1. First, fix the subscriber if the issue is simple and recent, such as a
schema mismatch or networking issue
2. If the publisher is running out of disk and the subscriber can be rebuilt,
remove the subscription or drop the logical slot so the publisher can recycle
WAL again
3. Recreate the subscription and reseed ParadeDB once the publisher is safe
Disabling the subscription is not an emergency fix for WAL buildup.

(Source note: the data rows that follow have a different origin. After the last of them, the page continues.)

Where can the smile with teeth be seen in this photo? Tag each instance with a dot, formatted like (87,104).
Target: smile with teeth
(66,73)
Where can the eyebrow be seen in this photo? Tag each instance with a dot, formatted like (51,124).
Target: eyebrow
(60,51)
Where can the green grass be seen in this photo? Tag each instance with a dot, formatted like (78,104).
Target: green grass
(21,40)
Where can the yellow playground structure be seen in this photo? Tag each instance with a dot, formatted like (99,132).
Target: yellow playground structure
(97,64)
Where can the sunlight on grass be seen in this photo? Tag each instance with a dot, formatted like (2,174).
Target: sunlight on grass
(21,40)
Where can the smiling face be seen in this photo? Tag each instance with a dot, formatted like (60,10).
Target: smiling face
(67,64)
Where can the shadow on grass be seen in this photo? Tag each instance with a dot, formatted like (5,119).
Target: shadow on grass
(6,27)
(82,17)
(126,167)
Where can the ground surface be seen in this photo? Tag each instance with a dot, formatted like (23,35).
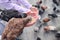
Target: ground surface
(29,34)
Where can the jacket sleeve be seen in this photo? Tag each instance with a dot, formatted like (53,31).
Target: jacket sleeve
(25,3)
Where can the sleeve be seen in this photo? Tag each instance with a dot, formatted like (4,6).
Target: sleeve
(20,8)
(25,3)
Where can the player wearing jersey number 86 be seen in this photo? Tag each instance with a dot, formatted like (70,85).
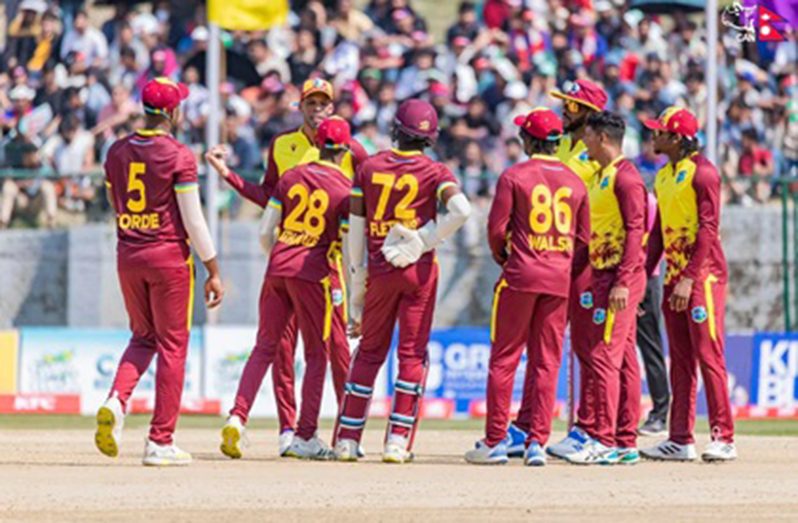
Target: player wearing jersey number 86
(541,205)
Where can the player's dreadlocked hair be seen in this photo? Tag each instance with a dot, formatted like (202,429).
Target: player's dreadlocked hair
(538,146)
(688,146)
(608,123)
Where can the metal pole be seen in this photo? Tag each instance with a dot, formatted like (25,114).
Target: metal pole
(785,256)
(212,126)
(712,81)
(794,254)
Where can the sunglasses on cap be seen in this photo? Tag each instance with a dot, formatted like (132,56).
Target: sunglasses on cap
(571,106)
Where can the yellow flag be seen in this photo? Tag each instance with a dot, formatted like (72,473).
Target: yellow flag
(247,15)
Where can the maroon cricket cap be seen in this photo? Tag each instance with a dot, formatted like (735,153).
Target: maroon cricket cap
(540,123)
(586,93)
(417,118)
(333,133)
(677,120)
(162,94)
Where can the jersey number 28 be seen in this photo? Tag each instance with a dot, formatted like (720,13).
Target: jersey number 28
(308,214)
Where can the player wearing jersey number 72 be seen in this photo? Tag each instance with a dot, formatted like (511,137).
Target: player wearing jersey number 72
(395,195)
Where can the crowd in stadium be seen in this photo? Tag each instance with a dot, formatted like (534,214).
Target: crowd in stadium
(68,87)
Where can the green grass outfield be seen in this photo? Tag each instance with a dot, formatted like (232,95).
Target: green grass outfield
(787,427)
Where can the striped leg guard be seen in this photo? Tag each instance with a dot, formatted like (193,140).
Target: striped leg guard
(407,408)
(354,411)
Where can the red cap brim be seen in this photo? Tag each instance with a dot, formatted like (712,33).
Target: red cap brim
(183,89)
(654,125)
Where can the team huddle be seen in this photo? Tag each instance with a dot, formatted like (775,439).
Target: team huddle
(351,243)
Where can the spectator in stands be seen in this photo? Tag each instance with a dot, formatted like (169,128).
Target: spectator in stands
(24,32)
(30,195)
(756,166)
(86,40)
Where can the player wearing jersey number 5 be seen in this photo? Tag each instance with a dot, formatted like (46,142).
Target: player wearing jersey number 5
(687,227)
(310,204)
(151,182)
(395,195)
(538,229)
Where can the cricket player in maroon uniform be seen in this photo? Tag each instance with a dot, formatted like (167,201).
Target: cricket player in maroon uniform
(582,99)
(538,230)
(151,182)
(694,301)
(618,215)
(310,204)
(394,206)
(288,150)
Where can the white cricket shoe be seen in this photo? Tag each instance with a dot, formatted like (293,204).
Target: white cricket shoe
(594,453)
(719,450)
(670,451)
(347,450)
(482,454)
(575,441)
(164,455)
(110,420)
(313,448)
(233,436)
(284,443)
(395,450)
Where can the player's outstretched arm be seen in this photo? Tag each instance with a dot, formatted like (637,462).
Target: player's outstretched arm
(268,226)
(191,213)
(256,193)
(458,210)
(355,247)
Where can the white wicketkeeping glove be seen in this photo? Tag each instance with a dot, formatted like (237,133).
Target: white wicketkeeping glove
(403,246)
(357,287)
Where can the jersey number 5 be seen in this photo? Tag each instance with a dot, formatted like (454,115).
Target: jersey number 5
(308,214)
(136,185)
(389,183)
(547,210)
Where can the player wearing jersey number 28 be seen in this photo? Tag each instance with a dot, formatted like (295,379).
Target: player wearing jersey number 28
(151,182)
(538,230)
(394,209)
(310,204)
(287,150)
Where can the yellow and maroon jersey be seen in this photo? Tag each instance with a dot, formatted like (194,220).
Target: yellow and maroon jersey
(143,171)
(398,187)
(288,150)
(541,210)
(688,221)
(313,199)
(618,218)
(575,156)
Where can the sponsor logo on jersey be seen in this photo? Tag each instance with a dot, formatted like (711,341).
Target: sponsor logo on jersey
(338,297)
(699,314)
(599,316)
(586,300)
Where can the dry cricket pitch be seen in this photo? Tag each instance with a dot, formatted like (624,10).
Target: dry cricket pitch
(59,476)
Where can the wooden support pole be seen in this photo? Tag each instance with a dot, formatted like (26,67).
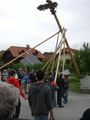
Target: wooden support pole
(28,51)
(60,28)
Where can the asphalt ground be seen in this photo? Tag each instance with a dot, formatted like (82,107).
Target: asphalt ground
(73,110)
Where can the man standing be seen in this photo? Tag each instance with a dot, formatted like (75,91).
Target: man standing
(40,98)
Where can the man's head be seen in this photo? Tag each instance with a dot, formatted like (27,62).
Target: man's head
(40,75)
(86,115)
(8,99)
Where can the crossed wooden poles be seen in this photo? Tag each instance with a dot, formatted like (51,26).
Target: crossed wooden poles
(58,48)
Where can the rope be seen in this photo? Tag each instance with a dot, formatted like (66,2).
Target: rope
(28,51)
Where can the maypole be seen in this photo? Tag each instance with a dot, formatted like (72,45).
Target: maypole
(52,5)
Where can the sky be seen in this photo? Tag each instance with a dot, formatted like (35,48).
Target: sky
(21,23)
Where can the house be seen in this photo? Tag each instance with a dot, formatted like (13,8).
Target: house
(15,51)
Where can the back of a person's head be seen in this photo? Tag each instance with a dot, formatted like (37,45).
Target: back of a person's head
(40,75)
(8,99)
(12,73)
(86,115)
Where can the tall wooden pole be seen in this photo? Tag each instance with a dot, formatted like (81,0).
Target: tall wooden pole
(60,28)
(28,51)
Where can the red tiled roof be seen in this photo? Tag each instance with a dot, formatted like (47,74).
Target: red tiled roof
(67,50)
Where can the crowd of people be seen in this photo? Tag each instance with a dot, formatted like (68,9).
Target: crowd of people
(42,93)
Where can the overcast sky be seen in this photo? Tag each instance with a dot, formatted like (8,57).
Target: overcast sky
(21,23)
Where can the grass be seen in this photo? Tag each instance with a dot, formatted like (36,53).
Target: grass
(74,84)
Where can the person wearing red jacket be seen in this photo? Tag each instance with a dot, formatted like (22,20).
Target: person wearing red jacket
(12,80)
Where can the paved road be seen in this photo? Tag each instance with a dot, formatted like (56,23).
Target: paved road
(71,111)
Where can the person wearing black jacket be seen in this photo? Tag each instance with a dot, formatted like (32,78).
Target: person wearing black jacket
(40,98)
(60,91)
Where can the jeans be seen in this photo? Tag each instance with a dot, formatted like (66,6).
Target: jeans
(42,117)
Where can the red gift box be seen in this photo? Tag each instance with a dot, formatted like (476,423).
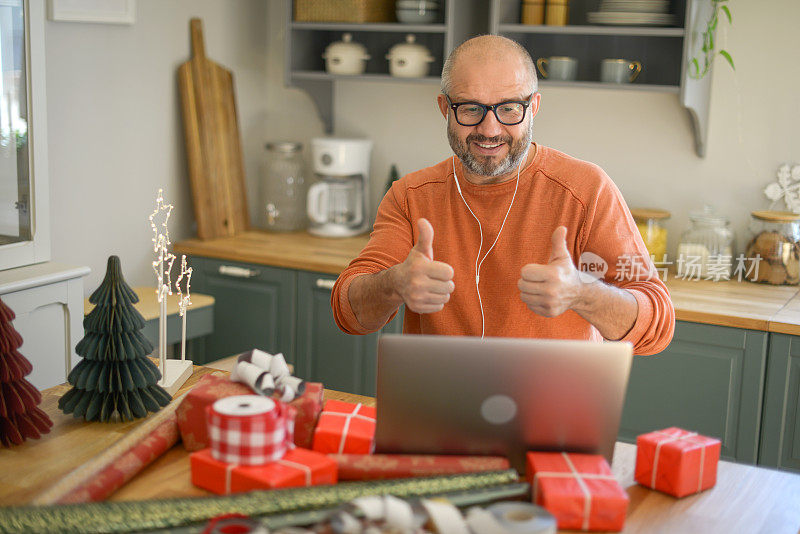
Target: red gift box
(676,461)
(380,466)
(308,406)
(210,388)
(345,428)
(300,467)
(578,489)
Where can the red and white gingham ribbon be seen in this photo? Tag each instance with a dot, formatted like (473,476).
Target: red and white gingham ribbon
(579,477)
(349,417)
(675,437)
(254,439)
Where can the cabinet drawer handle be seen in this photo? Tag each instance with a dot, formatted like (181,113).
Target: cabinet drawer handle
(324,283)
(238,272)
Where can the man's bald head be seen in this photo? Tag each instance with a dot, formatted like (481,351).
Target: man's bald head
(486,48)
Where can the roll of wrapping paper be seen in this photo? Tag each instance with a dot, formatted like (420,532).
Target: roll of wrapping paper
(249,429)
(102,476)
(166,513)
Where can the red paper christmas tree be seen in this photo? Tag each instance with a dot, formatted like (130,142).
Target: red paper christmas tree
(20,418)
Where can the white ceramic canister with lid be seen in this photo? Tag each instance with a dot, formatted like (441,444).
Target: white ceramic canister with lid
(706,247)
(409,59)
(346,56)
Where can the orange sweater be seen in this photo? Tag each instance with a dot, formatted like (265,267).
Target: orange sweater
(554,189)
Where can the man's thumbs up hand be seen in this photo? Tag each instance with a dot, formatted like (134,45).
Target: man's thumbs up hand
(559,251)
(550,290)
(424,244)
(423,284)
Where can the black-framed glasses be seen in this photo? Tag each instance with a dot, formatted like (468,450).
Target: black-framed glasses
(472,113)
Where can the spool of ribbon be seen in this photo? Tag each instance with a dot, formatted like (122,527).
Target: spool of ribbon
(579,477)
(669,438)
(249,429)
(267,373)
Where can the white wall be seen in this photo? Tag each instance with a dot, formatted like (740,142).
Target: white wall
(643,140)
(115,134)
(114,126)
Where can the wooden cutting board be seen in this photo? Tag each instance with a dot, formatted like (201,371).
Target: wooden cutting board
(213,145)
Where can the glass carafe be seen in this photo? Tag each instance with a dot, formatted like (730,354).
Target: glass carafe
(284,187)
(336,200)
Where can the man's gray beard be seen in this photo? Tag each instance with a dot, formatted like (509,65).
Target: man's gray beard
(484,166)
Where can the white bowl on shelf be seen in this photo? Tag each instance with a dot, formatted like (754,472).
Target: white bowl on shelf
(417,11)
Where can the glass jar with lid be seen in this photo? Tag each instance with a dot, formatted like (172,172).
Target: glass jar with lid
(284,186)
(650,222)
(706,247)
(772,255)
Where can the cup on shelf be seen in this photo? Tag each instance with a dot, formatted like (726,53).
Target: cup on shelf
(345,56)
(417,11)
(560,68)
(532,12)
(619,70)
(409,59)
(557,13)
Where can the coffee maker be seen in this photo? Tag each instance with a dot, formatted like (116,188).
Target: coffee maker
(337,202)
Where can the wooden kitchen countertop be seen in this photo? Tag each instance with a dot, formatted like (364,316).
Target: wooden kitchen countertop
(728,303)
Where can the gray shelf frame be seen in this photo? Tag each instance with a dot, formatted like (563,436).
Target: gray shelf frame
(693,94)
(462,19)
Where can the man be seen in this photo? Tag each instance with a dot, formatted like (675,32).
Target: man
(485,243)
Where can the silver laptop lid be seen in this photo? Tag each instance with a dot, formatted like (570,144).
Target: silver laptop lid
(499,396)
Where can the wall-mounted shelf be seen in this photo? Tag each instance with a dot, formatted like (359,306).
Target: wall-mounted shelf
(663,51)
(305,68)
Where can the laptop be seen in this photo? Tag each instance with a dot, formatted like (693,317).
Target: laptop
(499,396)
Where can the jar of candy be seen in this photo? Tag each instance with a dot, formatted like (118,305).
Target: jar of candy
(772,255)
(284,187)
(706,247)
(650,223)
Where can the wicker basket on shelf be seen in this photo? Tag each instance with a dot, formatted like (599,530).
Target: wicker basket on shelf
(344,11)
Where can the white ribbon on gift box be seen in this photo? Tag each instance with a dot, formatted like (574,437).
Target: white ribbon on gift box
(349,417)
(265,372)
(674,437)
(587,495)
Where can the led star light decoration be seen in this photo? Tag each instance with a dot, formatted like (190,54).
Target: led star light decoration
(173,372)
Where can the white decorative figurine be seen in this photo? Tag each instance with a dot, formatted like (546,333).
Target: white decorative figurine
(173,372)
(787,187)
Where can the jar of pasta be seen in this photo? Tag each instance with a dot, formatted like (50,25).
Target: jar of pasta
(650,223)
(772,255)
(706,247)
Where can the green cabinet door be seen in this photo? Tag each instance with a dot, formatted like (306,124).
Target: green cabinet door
(326,354)
(254,307)
(708,380)
(780,434)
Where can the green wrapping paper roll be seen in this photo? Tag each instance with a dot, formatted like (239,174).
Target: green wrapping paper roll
(166,513)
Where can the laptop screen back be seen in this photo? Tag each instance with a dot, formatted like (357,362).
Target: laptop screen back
(499,396)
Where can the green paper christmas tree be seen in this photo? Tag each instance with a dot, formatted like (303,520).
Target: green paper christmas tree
(115,375)
(20,417)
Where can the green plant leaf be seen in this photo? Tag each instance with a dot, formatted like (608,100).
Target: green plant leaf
(726,55)
(728,13)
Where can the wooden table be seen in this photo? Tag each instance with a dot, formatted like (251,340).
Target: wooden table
(745,499)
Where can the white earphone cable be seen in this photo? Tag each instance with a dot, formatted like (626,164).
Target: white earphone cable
(478,263)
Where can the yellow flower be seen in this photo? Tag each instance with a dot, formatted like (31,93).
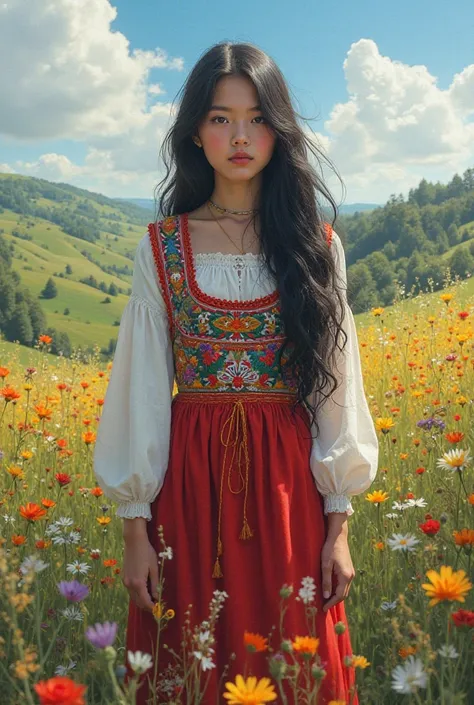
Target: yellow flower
(446,585)
(377,311)
(157,610)
(377,497)
(305,645)
(384,424)
(250,691)
(15,471)
(359,662)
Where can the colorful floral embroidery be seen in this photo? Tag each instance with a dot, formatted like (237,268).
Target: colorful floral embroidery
(218,345)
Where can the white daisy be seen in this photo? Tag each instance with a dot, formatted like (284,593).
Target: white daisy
(307,590)
(400,542)
(33,563)
(73,614)
(409,677)
(416,502)
(206,661)
(167,554)
(139,662)
(399,506)
(64,670)
(448,651)
(78,567)
(455,459)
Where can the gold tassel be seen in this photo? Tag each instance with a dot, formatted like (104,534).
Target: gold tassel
(246,532)
(217,572)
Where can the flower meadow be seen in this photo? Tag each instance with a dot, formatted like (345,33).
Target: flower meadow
(63,606)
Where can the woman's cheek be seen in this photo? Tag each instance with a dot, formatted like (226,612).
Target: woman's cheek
(264,144)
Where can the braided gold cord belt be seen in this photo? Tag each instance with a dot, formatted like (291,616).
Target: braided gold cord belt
(234,435)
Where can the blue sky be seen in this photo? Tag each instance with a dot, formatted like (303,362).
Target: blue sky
(390,85)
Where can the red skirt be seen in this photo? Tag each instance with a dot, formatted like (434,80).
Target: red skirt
(249,477)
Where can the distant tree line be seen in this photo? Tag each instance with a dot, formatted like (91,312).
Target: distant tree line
(21,317)
(401,244)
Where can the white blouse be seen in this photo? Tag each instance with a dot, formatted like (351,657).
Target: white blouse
(133,439)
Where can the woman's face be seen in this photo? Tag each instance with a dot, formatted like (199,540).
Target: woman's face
(235,123)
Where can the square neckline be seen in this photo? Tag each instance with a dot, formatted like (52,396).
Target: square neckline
(201,296)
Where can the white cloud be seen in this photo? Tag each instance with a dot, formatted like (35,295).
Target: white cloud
(71,76)
(398,125)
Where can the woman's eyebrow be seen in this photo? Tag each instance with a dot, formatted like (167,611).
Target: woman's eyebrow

A disabled
subscription still leaves the logical slot behind on the publisher, and that
slot can continue retaining WAL.
If the subscriber is reachable and healthy enough to cleanly tear down, dropping
the subscription is the cleanest path:
```sql
DROP SUBSCRIPTION paradedb_subscription;
```
To protect the publisher from continued `pg_wal` growth when you are
intentionally giving up the current replica state, drop the slot on the
publisher:
```sql
SELECT pg_drop_replication_slot('paradedb_subscription');
```
After either step, ParadeDB must be reinitialized from a fresh schema and data
copy before it can resume as a logical subscriber.
## Common Pitfalls
- Starting with pre-populated subscriber tables while using `copy_data = true`
- Applying DDL on only one side of the replication link
- Forgetting that new tables must be added to the publication and refreshed on
the subscription
- Writing directly to subscribed tables on ParadeDB, which can create conflicts
with incoming replicated changes
- Leaving a broken logical slot unattended on the publisher until `pg_wal`
fills disk
- Assuming `ALTER SUBSCRIPTION ... DISABLE` relieves publisher-side WAL pressure
For schema-change basics, see [Schema
Changes](/deploy/logical-replication/configuration). For multiple source
databases, see [Multi-Database Replication for
Microservices](/deploy/logical-replication/multi-database).